Meta has confirmed the rollout of Model Capability Initiative (MCI), an internal program that logs mouse movements, click locations, keystrokes, and periodic screenshots from U.S. employees' work computers. The data feeds directly into training pipelines for AI agents designed to perform the same desk-bound office tasks the employees currently do.
The stated scope is narrow, but the implication is not. MCI runs only on a pre-approved list of work-related applications — Gmail, Google Chat, Metamate (Meta's internal assistant), VS Code, and similar tools — and only on company-issued devices. Phones are excluded. Meta has also stated that MCI data is used 'solely' for AI model training, not for performance evaluation.

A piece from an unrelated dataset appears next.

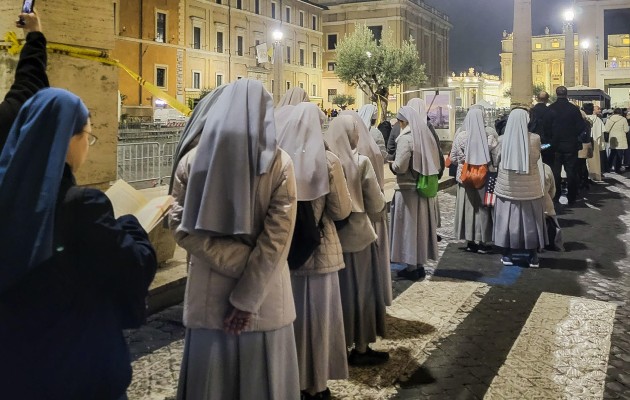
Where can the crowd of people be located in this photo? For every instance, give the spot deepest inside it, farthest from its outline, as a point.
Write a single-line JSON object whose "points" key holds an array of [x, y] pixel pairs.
{"points": [[285, 224]]}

The program applies to U.S.-based full-time employees and contingent workers. Internal reaction has been pointed. One employee quoted in reporting described the rollout as 'very dystopian,' particularly in the context of ongoing workforce reductions at the company. The concern is not subtle: the workers generating the training data are, in aggregate, the ones whose tasks the resulting agents are being built to automate.

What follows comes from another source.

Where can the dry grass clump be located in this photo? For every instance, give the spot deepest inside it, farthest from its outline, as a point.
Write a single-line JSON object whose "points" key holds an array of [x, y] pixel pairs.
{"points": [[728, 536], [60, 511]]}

The broader pattern is worth watching. Most enterprise AI datasets to date have been collected from public web data or customer interactions. MCI represents a shift toward directly instrumenting knowledge workers as the training source for the agents meant to replace parts of their work — a data-collection model that is likely to spread beyond Meta if the resulting agents prove capable, and likely to accelerate existing conversations about labor, consent, and the distribution of AI productivity gains.